دنیا کے 10 وہ اشخاص جو نیچے سے ابھر کر اوپر آئے۔ یعنی جنہوں نے انتہائی غربت کے باوجود خود کو بنایا، غربت و تنگ دستی کو ترقی اور عروج کی راہ میں رکاوٹ نہیں بننے دی: تفصیل پڑھیں
Helen Keller (1880–1968)
had perfect sight and hearing until she was about 1-1/2 years old. She contracted an illness that is now believed to have been either scarlet fever or meningitis. Thereafter, she had no sight or hearing.
Her teacher, Anne Sullivan, arrived when she was 6 years old. At age 7, she attended the Perkins Institute for the Blind. Later, she and her teacher moved to New York so she could attend a school for the deaf. When she was 14, she entered The Cambridge School for Young Ladies, and at age 20, she started at Radcliffe College. She graduated from Radcliffe, cum laude, at the age of 24 as the very first deaf and blind person to earn a bachelor’s degree.
She became a world-famous speaker, campaigning for world peace, civil rights, labor rights, women’s rights, and birth control. In addition, she was the author of many books and essays on these topics. In 1964, she was awarded the Presidential Medal of Freedom by President Lyndon B. Johnson. And the following year, she was elected to the National Women’s Hall of Fame at the New York World’s Fair. In 1971, she was inducted into the Alabama Women’s Hall of Fame.
Thomas Edison (1847–1931)
went to school for only three months. His teacher felt he was intellectually disabled because he couldn’t relate to how Edison’s mind worked. In addition, Edison’s health was fragile as a child.
Because Edison’s mother was a teacher, she taught him at home. As a young teen, an incident happened that affected Edison for the rest of his life. He was lifted by his ears into a moving train, and he started going deaf.

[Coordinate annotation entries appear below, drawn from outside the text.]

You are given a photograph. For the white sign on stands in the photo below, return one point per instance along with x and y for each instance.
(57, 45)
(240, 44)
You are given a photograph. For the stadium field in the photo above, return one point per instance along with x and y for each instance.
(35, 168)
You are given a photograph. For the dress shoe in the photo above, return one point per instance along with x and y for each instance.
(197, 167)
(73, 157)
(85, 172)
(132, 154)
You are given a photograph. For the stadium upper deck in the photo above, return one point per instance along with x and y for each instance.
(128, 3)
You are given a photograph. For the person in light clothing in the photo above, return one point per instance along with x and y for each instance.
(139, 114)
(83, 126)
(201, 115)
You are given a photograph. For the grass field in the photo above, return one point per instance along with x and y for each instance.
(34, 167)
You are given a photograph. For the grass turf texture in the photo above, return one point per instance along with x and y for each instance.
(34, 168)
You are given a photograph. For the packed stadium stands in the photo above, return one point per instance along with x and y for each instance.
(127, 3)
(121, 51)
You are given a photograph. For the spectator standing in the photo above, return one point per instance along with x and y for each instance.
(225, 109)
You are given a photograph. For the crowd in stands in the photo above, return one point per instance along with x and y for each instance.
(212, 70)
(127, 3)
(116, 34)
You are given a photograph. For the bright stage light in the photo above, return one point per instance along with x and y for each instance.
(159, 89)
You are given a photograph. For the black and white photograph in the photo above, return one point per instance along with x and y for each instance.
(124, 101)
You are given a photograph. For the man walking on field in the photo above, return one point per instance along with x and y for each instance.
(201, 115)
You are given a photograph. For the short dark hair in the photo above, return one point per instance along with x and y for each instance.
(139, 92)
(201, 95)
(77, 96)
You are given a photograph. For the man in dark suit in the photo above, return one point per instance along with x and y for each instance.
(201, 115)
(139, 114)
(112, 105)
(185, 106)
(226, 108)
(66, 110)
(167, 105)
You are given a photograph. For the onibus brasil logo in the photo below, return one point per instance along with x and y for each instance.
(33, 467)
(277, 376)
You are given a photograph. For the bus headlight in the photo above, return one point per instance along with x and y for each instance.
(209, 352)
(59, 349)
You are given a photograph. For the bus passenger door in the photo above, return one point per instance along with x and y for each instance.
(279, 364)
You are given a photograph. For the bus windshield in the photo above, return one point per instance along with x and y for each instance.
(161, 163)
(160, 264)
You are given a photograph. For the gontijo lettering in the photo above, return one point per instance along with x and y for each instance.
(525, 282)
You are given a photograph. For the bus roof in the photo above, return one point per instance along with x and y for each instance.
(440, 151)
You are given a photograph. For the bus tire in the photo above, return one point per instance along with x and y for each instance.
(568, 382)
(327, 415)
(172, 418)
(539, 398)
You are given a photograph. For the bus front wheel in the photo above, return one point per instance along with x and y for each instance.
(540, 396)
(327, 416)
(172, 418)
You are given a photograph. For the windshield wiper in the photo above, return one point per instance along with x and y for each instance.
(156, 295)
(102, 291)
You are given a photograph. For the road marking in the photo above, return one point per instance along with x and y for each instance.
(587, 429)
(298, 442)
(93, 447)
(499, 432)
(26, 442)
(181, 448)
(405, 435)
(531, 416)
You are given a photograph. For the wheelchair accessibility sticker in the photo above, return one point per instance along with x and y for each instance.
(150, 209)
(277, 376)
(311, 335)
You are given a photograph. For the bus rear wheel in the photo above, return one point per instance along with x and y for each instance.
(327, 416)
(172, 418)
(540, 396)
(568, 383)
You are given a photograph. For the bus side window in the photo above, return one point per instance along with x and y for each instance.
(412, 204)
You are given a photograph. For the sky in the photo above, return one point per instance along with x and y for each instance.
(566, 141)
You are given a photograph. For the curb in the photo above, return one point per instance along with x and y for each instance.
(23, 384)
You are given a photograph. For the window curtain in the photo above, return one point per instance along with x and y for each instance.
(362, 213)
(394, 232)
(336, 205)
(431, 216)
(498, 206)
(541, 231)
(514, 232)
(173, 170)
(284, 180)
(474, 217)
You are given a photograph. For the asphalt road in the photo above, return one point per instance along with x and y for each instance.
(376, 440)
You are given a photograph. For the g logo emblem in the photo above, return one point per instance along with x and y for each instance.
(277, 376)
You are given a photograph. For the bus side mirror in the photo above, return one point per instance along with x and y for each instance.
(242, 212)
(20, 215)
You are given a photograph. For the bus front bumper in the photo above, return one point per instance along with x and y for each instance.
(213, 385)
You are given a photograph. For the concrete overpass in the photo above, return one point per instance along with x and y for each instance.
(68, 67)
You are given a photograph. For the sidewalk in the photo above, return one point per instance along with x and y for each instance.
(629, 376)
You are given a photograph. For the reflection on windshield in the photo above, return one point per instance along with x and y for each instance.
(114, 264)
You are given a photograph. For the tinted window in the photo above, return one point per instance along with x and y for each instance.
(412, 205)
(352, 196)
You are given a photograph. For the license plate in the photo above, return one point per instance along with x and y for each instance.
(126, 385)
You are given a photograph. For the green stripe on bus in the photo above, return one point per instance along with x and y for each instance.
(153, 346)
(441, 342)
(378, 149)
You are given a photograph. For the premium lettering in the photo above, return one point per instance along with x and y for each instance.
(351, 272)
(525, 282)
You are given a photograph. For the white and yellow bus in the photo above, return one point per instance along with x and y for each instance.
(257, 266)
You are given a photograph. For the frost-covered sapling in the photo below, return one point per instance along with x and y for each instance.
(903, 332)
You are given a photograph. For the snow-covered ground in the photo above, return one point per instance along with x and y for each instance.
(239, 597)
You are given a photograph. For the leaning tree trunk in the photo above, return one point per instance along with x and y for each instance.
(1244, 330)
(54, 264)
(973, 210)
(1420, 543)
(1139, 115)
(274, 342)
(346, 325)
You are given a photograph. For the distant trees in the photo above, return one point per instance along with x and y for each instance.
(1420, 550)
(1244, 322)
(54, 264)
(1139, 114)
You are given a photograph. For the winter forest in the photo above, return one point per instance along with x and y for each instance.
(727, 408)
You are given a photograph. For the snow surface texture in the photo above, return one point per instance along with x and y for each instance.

Edison patented his first invention, an electric vote-recording machine, at age 21. Thomas’s goal was to produce a new invention every ten days, and during one four-year period, he averaged a new patent every five days. His lab was so prolific that he was nicknamed the “Wizard of Menlo Park.”
Edison’s laboratory invented such things as the phonograph, the motion picture, and the incandescent light bulb. Eventually, his electric business became known as the General Electric Company.
Harriet Tubman (around 1822–1913)
was the fifth of nine children born to a slave. Tubman and two of her brothers escaped from slavery when she was 27. Her brothers returned and forced her to return with them. Shortly after that, she escaped again to Philadelphia, Pennsylvania, without her brothers, using the Underground Railroad, an informal, well-organized system of free blacks, slaves, and white abolitionists.
Throughout the Civil War, Tubman worked for the Union Army, first as a cook and nurse and later as an armed scout and spy. She was the first woman to lead an armed expedition in the war, liberating over 750 slaves in South Carolina into three steamboats.
In her later years, Tubman traveled to New York, Boston, and Washington, D.C., to promote women’s right to vote. She attended meetings of suffragist organizations and worked alongside Susan B. Anthony. At the founding meeting of the National Federation of Afro-American Women, Tubman was the keynote speaker.
Theodore Roosevelt (1858–1919)
was born to a wealthy New York family, but he was a sickly child. He had severe asthma that was debilitating to him. In addition, he was nervous and timid. With his father’s encouragement, he began exercising, and eventually, his father hired a boxing coach for him. In addition, he read about courageous men, and he had a deep desire to be like them.
He was mostly home-schooled by his parents and tutors and entered Harvard University at age 16. When he graduated from college, a doctor gave him a physical examination and diagnosed him with heart problems. The doctor recommended that he avoid demanding physical activity, and Roosevelt promptly ignored the doctor’s advice.
In 1886, Roosevelt was the Republican candidate for mayor of New York City, but he lost a three-way race. In 1897, Roosevelt was appointed Assistant Secretary of the Navy by President William McKinley. When Spain and Cuba declared war, he resigned from the Navy and formed the First U.S. Volunteer Calvary Regiment (the “Rough Riders”), taking part in the war.
He then became the Governor of New York in 1898, and he was Vice President when President McKinley was killed in 1900. Roosevelt became the youngest person to be President, and he won in a landslide in 1904.
Albert Einstein (1879–1955)
was considered a slow learner and may have had dyslexia. He was shy and quiet. He started speaking at age 2, and he rehearsed what he wanted to say, which was interpreted by some people as an indication of stupidity.